As a customer, I contact businesses through contact forms on their websites, and often I forget the exact wording of the message and when I sent it.

(Often, I need to re-send messages when I don't receive a reply and an email address isn't listed on the site.)

How can I make Safari remember the contents of the <textarea> and <input> fields of the <form> element? Preferably timestamped.

Is there a Safari (or Chrome) extension that does this?

This question applies mostly to Mac OS X, but also relevant for iOS devices.

Was it helpful?

Solution

For Chrome, there is Lazarus: Form Recovery (haven't tried it)

For Firefox (although you didn't mention Firefox, I'll put it in any case), there's the TextArea Cache addon.

For Safari, I don't know of anything. At the moment I either copy/paste text areas I want to save, or long-click selected text in the textarea, and drag it to a folder in the Finder to create a text clipping. You could also look for a keystroke recorder/keylogger, which would record every key you type in case you need to get back to it later (but those also record spelling mistakes in some cases).

Another option for Safari is to use Jumpcut. Jumpcut can save up to 99 text clipboards in its internal memory. I use it all the time for temporary saving purposes. For example, you are typing text inside a text box, quickly select all (cmd + a) then copy all (cmd + c) and you've just "saved" the text inside Jumpcut.
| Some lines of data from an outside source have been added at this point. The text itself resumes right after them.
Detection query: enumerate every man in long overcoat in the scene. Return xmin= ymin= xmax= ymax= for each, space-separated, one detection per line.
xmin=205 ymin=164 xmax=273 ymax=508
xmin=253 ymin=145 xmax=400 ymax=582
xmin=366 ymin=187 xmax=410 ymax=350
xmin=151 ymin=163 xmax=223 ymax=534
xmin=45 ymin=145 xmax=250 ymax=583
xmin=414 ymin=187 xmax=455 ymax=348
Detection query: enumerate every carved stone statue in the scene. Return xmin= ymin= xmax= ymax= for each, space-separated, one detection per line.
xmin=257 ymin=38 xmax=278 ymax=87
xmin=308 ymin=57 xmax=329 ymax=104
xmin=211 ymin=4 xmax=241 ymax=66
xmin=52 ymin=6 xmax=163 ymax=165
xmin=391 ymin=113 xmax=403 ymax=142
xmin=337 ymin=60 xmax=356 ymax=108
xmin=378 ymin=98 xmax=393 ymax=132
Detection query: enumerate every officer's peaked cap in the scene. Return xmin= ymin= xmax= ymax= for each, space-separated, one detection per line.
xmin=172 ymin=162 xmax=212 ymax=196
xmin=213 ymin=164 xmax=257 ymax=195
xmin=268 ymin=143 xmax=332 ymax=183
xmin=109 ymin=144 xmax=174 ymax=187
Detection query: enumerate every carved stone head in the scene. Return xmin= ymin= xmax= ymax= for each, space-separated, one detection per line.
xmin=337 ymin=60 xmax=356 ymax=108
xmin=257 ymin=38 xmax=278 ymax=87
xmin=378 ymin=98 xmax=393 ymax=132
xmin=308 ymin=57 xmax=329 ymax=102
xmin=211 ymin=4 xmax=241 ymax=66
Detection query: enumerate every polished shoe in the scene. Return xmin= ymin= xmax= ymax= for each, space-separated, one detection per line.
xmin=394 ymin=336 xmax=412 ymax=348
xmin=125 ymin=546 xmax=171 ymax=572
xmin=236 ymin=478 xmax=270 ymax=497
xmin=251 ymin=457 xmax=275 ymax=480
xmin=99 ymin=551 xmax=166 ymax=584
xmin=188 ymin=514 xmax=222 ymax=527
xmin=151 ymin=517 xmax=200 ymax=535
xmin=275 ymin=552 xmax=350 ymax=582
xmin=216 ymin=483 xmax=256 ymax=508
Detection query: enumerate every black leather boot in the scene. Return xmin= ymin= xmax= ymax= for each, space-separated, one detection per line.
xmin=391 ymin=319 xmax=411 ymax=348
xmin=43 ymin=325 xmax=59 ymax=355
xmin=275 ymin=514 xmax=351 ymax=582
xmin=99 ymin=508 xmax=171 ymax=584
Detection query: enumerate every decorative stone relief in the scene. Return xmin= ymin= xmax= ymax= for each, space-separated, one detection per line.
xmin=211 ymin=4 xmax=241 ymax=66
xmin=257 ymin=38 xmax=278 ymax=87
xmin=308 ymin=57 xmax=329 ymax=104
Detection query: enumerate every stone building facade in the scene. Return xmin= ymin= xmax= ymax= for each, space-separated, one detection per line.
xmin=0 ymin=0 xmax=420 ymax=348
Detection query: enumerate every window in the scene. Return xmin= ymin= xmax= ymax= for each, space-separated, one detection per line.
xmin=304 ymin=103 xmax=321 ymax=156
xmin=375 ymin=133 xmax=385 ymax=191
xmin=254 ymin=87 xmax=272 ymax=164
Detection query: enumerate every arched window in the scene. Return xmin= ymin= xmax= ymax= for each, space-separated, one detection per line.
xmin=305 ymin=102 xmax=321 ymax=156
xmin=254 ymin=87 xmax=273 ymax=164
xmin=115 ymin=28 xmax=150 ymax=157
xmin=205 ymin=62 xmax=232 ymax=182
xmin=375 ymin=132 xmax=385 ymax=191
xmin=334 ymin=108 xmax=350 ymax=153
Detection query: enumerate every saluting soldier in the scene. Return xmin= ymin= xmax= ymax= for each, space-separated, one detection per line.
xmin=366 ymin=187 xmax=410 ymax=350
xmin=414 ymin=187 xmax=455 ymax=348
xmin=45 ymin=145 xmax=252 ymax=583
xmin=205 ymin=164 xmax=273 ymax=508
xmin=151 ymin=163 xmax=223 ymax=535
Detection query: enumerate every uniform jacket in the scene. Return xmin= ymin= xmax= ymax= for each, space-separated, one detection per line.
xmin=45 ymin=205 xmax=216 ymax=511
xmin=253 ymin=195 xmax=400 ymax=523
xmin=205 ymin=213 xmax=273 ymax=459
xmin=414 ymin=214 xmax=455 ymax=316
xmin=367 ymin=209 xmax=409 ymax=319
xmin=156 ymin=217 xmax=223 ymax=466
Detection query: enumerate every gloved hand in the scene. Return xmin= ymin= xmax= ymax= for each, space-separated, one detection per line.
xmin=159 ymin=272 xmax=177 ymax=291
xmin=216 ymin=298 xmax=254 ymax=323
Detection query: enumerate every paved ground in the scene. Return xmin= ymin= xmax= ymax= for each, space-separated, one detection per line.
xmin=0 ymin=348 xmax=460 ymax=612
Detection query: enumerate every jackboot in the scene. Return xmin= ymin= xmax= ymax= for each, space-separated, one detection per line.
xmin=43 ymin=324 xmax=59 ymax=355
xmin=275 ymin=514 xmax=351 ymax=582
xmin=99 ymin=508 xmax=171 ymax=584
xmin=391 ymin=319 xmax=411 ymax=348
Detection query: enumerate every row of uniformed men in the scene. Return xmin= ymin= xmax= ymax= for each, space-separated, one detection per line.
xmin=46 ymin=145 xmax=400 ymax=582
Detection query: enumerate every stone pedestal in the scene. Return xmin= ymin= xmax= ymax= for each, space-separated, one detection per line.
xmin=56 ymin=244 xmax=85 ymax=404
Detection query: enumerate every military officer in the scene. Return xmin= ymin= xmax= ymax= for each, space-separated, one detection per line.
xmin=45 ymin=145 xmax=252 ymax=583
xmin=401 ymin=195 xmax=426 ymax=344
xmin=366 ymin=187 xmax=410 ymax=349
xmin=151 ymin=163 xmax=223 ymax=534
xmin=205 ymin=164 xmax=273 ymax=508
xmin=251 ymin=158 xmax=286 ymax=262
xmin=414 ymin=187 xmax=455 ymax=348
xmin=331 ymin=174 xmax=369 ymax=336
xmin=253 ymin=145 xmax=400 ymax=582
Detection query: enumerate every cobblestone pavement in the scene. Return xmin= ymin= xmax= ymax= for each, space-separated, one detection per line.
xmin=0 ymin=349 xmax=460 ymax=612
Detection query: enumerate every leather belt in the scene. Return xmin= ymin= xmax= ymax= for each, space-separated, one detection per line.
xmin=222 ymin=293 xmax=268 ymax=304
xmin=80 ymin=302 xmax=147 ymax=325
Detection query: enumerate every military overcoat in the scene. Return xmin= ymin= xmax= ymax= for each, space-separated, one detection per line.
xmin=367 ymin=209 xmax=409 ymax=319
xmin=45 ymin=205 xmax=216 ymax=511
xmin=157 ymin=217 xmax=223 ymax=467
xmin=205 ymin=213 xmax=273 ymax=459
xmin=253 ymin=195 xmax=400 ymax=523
If your computer crashes or your app crashes, restart it and within Jumpcut your text is accessible, ready to be pasted again.

And since Jumpcut remembers up to 99 clippings, you can easily copy all the fields in a form to paste them again later in the exact same way.

Creating a clipping from a text field in Safari:

enter image description here

OTHER TIPS

Typio claims to implement this for Chrome.

From the site:

Typio Form Recovery automatically saves text as you type and lets you easily recover input data in case of loss. You are in full control of which sites auto-save is enabled on and how long the input is saved. Typio is lightweight and secure, your data never leaves your computer.

The software is open source, you can view the source code on Bitbucket: https://bitbucket.org/nicklassandell/chrome-form-recovery/

The revamped (as of 2020) Form History Control add-on is available for Chrome and Firefox. But not for Safari unfortunately.